Comment 16 Brian Kidder 2008-10-10 18:11:03 UTC
[root@bender ~]# cyclictest -d 100 -mn -p 95 -t
0.62 0.90 0.79 2/181 9124          

T: 0 ( 9121) P:95 I:1000 C:  18937 Min:      3 Act:    7 Avg:    7 Max:     241
T: 1 ( 9122) P:94 I:1100 C:  17210 Min:      3 Act:    5 Avg:   13 Max:     310
T: 2 ( 9123) P:93 I:1200 C:  15770 Min:      3 Act:   23 Avg:   14 Max:     323
T: 3 ( 9124) P:92 I:1300 C:  14552 Min:      3 Act:   35 Avg:   16 Max:     330

Comment 17 Brian Kidder 2008-10-10 18:27:57 UTC
Outputing old_time and new_time as well as the difference shows some interesting results:

The times between large latency events seems to cluster at multiples of about 405000000 ticks or about 135ms.  I'm attaching an output from time_test that shows 1000 high latency events.

Comment 18 Brian Kidder 2008-10-10 18:29:05 UTC
Created attachment 320045 [details]
Output from time_test, 1000 events

Comment 19 Clark Williams 2008-10-10 18:41:39 UTC
try 'lsmod | grep ipmi' and see if you still have an IPMI module loaded. Luis caught that there's an smi function that runs about once every 100us or so (smi_start_processing) that is a likely suspect. If you have one of the ipmi modules loaded and can 'modprobe -r' it, that might help.
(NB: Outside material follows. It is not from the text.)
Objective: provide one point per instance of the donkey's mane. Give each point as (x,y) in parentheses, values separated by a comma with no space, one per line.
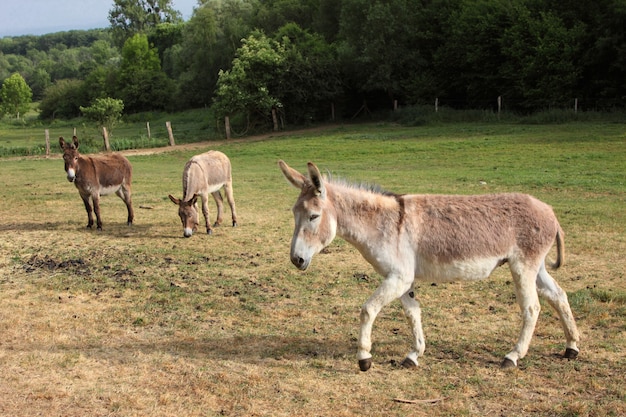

Comment 20 Brian Kidder 2008-10-10 19:30:53 UTC
There were two impi modules loaded.  I removed them with 'rmmod', but cyclictest is still showing max latencies in the hundreds.

Comment 21 Clark Williams 2012-01-09 22:11:11 UTC
New HP boxes seem to behave much better with our RT kernel that the older (<= G5) boxes. If you're still seeing this on newer DL380's, please reopen.